Collect and share information and software about Intel's 8008 — the world's first 8 bit CPU, introduced April 1972

This site is neither operated nor maintained by Intel. Intel is a registered trademark of the Intel Corp, USA

Preface

When I was searching the web for information about the Intel 8008 a few years ago, little to none information was available. So I started collecting the bits spread around and began representing them here.
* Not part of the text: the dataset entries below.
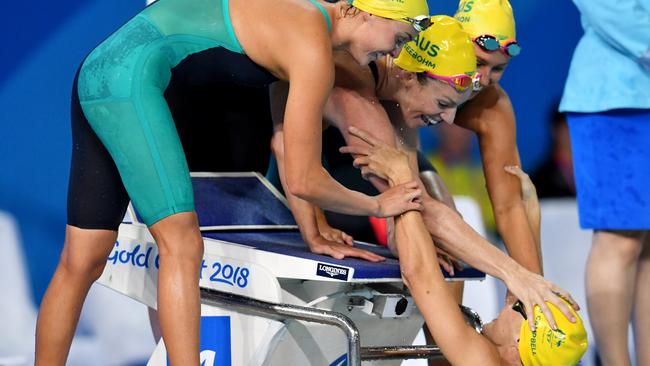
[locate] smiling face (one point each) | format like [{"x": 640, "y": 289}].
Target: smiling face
[
  {"x": 426, "y": 101},
  {"x": 377, "y": 37},
  {"x": 491, "y": 66}
]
Meanwhile, the situation has changed. Wikipedia hosts an excellent article and a number of scanned datasheets are available.

Special thanks to Klemens Krause, who maintains a great computer museum that provided me lots of information and inspiration.

Some history

The Intel 8008 is the world's first 8 bit microprocessor introduced in April 1972. The 8008 was originally code named the 1201. The developers were Ted Hoff, Stan Mazor, Hal Feeney, and Federico Faggin.
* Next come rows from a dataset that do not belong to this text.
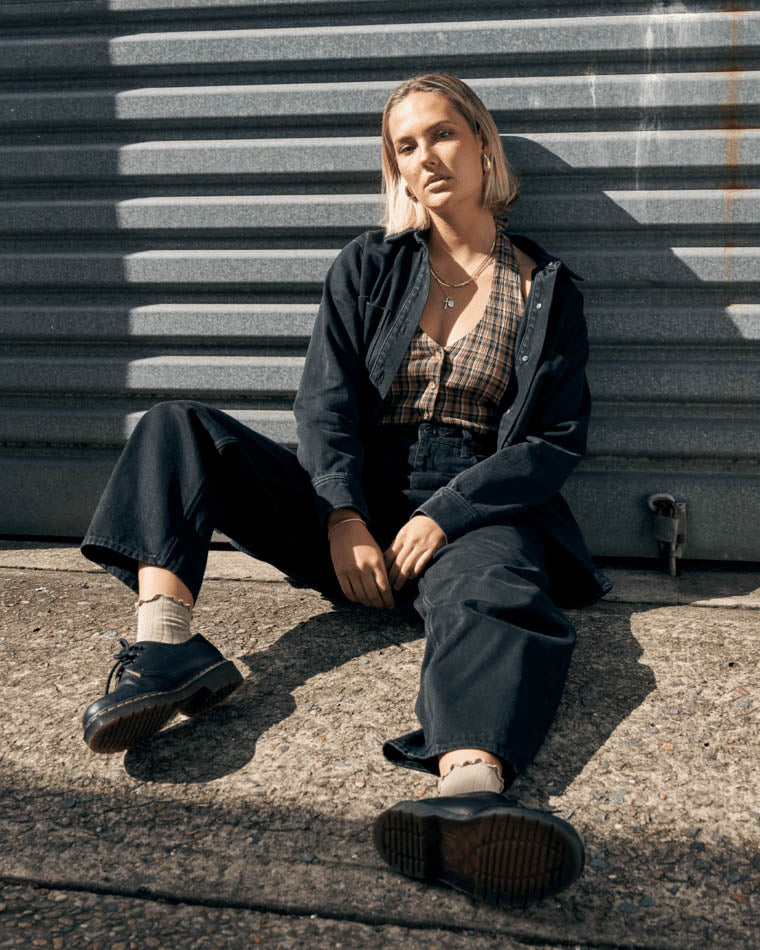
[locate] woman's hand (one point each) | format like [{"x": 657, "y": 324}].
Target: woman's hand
[
  {"x": 358, "y": 563},
  {"x": 411, "y": 549}
]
Intel designed it for Computer Terminal Corporation (CTC) for use in it's Datapoint 2200 terminal, but because the 8008 was delivered too late and did not meet CTC's expectations, they didn't used it. Intel then brought the rights back and marketed the chip on it's own.

General description

The Intel 8008 runs at 0.5 MHz, the 8008-1 at 0.8 MHz. It contains 3500 transistors realized in PMOS technology at 10-micron. For comparison, an Intel Pentium 4 consists of 178.000.000 transistors manufactured in 0.13-micron.
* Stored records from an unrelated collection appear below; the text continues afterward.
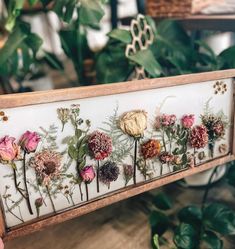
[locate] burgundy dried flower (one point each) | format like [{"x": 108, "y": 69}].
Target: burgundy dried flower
[
  {"x": 100, "y": 145},
  {"x": 109, "y": 172},
  {"x": 218, "y": 128},
  {"x": 39, "y": 202},
  {"x": 166, "y": 157},
  {"x": 198, "y": 137},
  {"x": 188, "y": 121},
  {"x": 47, "y": 165},
  {"x": 150, "y": 148},
  {"x": 165, "y": 120}
]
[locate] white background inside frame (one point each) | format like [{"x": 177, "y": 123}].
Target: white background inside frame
[{"x": 179, "y": 100}]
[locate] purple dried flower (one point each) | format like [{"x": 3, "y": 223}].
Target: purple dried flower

It was used in dumb terminals, general calculators, bottling machines, and for general data/character manipulation.

The 8008 microprocessor contains an accumulator A plus 6 scratch registers B, C, D, E, H and L, each 8 bit wide. H & L acts as a pointer to memory, providing an virtual register M. This is the only way on the 8008 to access the memory.

Separate from the memory, 8 input ports and 24 output ports can be accessed.

The chip has a 8 bit wide data bus and 14 bit wide address bus, which can address 16 KB of memory. Since Intel could only manufacture 18 pin DIP packages at 1972, the bus has to be three times multiplexed. Therefore the chip's performance is very limited and it requires a lot external logic to decode all signals.

Very crude interrupt support is given, since the registers can't be pushed on the hardware stack. If you really need this, you could attach FIFO RAMs like the SN74LS222 or SN74ALS232 to an I/O port.

Though often heard, it's not true that the Intel 8008 would be "twice a Intel 4004" that was introduced one year before. The 4004 has a harvard architecture and 16 registers while the 8008 has a von Neumann architecture and 7 registers.

The 8008 family is also referred to as the MCS-8.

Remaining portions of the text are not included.